Combined training set: ~47,000 examples after normalisation and filtering. Both datasets were selected for clean licensing (no API-generated outputs from closed models).
---
## Evaluation
Aristaeus was compared against the base Qwen2.5-1.5B-Instruct across six reasoning tasks covering different problem types. Results below are from manual evaluation — no automated benchmark harness was used for this release.
| Task | Aristaeus | Base |
|---|---|---|
| Unit conversion (train speed km → m/s) | ✅ Correct | ❌ Wrong (unit tracking failure) |
| Multi-step word problem (apples) | ✅ Correct | ✅ Correct |
| Deductive logic (mammals/warm-blooded) | ⚠️ Correct answer, minor overreach | ✅ Correct, richer detail |
| Recursive code trace (Fibonacci f(7)) | ❌ Lost thread, no answer | ✅ Correct (13) |
| Exponential growth (bacterial doubling) | ✅ Correct (6400) | ✅ Correct (6400) |
| Spatial constraint reasoning (water jug) | ✅ Correct, includes verification | ❌ Incoherent final steps |
**3 wins / 1 loss / 2 draws** against base on this task set.
### Honest limitations
**Recursive call stack tracing** is the clearest failure mode. On `f(7)` Fibonacci, Aristaeus lost track of the recursion depth, began questioning its own assumptions, and produced no final answer. The base model handled it correctly. This is consistent with a known capacity ceiling at 1.5B parameters for problems that require holding many simultaneous state variables. A 7B model would likely not exhibit this failure.

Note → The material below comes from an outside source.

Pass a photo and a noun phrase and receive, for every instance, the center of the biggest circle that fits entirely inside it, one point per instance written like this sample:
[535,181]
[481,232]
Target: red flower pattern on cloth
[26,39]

**Logical overconfidence** was observed on the deductive reasoning prompt. The model correctly concluded dolphins are warm-blooded, but also asserted snakes are cold-blooded purely from the premise "snakes are not mammals" — which does not logically follow without additional premises. The model has learned to produce confident, structured conclusions, which occasionally leads it to state more than the premises support. This is a known SFT artefact when training data rewards assertive, well-formatted responses.
The eval loss curve plateaued convincingly from step ~2800 onward, suggesting the model saturated the current dataset. Additional epochs would not improve this release.
---
## Usage
```python
from transformers import AutoModelForCausalLM, AutoTokenizer
model = AutoModelForCausalLM.from_pretrained("EphAsad/Aristaeus")
tokenizer = AutoTokenizer.from_pretrained("EphAsad/Aristaeus")
messages = [
{"role": "system", "content": "You are a helpful reasoning assistant."},
{"role": "user", "content": "A bacterial culture starts with 100 cells and doubles every 20 minutes. How many cells after 2 hours?"},
]
text = tokenizer.apply_chat_template(messages, tokenize=False, add_generation_prompt=True)
inputs = tokenizer(text, return_tensors="pt").to(model.device)
output = model.generate(**inputs, max_new_tokens=1024, temperature=0.6, top_p=0.9, do_sample=True)
print(tokenizer.decode(output[0][inputs["input_ids"].shape[1]:], skip_special_tokens=True))
```
---
## Roadmap
Aristaeus is a Stage 1 release. Two further stages are planned:
**Stage 2 — Agentic tool use.** Fine-tuning on `lambda/hermes-agent-reasoning-traces` (Apache 2.0, agentic trajectories with `<think>` blocks and real tool execution results) at 16k context. The intention is to teach the model *when* and *how* to use tools, layered on top of the reasoning foundation established here.
---
## Author
Built by **Zain Asad** (Eph) — Senior Microbiology Analyst and Applied AI Engineer.
Core portfolio: [BactAID](https://doi.org/10.5281/zenodo.18089381) · [DomainEmbedder](https://huggingface.co/EphAsad/DomainEmbedder) · FireSOP · FireAccess LIMS · Eidos · Ananke
---
## Licence
Apache 2.0 — consistent with the base model and training datasets used.